いつの間にか腰に回されていた手がやわやわとわたしの身体を弄っていて、反抗の意味を込めて逃げようとしたらぎゅっと抱きしめられた。


「ね、苦しい、ボス。」

「違う。」

身体を話してわたしを見つめる彼の目は不機嫌な色に染まっていた。彼が不機嫌になった理由をわたしは知っている。だって、態とやったんだもの。


「ボスがいけないんだからね、」

「怒るよ。」

そう言ったボスはもう既に怒っていた。なによ、もう。


「ツナ、ヨシ。」

「よろしい。」

綱吉は満足そうに笑うと、わたしの唇に触れるだけのキスを一つ落とした。


「ねぇ、」

「なに?」


「終わりに、しようか。」

 どきり、心臓が跳ねた。彼が何を終わりにしたいのか、その意味を理解してしまったから。

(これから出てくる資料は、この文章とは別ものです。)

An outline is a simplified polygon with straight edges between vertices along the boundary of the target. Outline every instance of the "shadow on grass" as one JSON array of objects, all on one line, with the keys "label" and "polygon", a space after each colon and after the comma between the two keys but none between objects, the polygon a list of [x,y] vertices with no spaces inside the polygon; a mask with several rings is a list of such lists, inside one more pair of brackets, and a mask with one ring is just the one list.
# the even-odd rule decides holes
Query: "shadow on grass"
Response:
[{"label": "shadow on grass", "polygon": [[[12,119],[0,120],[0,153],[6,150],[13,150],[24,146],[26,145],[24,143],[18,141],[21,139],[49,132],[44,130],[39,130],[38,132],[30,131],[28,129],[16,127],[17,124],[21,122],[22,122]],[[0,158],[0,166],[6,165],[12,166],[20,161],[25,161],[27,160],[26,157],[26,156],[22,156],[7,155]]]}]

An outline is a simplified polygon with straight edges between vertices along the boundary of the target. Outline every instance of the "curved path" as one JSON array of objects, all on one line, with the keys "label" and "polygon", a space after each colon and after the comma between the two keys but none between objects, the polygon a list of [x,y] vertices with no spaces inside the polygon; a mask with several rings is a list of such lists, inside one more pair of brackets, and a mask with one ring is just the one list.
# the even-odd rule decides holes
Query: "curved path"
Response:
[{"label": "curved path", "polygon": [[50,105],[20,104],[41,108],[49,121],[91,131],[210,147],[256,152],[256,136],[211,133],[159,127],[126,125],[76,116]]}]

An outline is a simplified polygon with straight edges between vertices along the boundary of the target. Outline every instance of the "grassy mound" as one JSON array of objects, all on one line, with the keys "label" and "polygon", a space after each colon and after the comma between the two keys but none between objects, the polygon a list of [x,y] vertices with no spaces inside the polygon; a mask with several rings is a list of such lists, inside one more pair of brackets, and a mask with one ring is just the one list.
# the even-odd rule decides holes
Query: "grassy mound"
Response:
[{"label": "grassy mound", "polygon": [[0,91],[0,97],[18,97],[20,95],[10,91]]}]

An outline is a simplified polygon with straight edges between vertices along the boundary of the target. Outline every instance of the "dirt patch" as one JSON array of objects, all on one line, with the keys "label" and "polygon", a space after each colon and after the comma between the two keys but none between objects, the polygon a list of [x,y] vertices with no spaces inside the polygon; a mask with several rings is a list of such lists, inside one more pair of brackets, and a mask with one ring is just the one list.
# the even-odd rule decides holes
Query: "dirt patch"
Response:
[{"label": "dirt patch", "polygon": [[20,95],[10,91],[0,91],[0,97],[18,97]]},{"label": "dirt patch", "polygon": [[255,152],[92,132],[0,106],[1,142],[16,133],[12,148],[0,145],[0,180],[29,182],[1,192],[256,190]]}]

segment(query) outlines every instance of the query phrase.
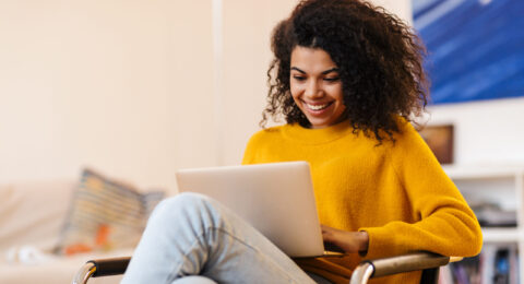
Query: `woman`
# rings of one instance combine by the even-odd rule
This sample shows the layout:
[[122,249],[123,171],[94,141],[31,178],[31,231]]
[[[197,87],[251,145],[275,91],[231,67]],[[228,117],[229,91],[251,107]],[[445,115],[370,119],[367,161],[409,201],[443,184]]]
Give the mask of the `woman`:
[[308,161],[324,241],[347,256],[295,262],[216,201],[181,194],[153,213],[124,283],[347,283],[362,258],[479,252],[475,215],[409,123],[427,87],[405,24],[357,0],[302,1],[272,49],[262,125],[287,123],[255,133],[243,164]]

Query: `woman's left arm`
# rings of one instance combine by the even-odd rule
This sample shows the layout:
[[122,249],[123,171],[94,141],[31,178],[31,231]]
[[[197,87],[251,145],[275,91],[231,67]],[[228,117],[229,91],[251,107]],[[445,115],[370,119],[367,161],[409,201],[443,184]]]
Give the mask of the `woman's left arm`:
[[344,250],[344,252],[366,253],[369,236],[367,232],[347,232],[321,225],[324,242],[330,242]]
[[406,123],[390,151],[396,178],[409,200],[416,222],[393,221],[380,227],[361,227],[369,235],[367,258],[431,251],[471,257],[480,251],[478,221],[430,149]]

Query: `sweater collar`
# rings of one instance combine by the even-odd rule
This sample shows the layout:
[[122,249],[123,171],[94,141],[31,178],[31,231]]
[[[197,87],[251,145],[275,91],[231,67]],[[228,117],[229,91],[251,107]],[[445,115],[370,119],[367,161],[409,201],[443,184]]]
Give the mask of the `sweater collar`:
[[319,129],[303,128],[299,123],[286,125],[284,135],[303,144],[323,144],[353,133],[349,120]]

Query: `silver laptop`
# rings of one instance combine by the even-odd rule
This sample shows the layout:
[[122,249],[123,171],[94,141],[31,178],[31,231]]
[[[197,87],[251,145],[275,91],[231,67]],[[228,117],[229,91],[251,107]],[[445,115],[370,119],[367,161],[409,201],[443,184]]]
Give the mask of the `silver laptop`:
[[290,257],[324,255],[306,162],[181,169],[177,182],[222,202]]

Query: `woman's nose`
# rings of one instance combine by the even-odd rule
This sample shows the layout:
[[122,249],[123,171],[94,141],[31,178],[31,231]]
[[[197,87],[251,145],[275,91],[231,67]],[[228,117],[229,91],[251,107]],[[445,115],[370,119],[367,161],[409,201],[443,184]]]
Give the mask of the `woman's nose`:
[[322,87],[315,80],[309,81],[306,86],[305,95],[310,98],[318,98],[323,96]]

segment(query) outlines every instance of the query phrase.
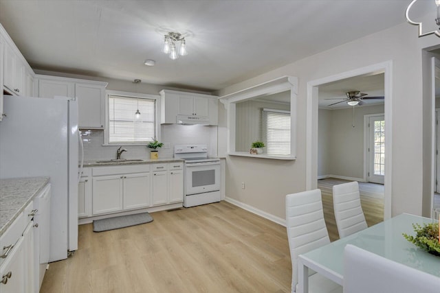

どうしてわたし、泣きそうなんだろう。

これじゃわたしが綱吉のこと好きみたいじゃない。

結局愛人の意味は調べられなかったけど、わたし達の関係を表すのに一番相応しい言葉をわたしはこれ意外に知らないから、きっとわたしは愛人なんだと思う。綱吉がわたしを必要としなくなればその時点でこの関係は終わるのだ。そんなこと初めからわかってたじゃない。これでいいんだ。


「そうだね。」

「そう、よかった。」

泣いて縋ったって何も変わらない。そもそもそんなつもりはないけれど。

これでサヨナラだ。




「君の未来を頂戴。」

こんな関係、終わりにしよう。
綱吉はわたしをぎゅっと抱きしめながら、優しく囁いた。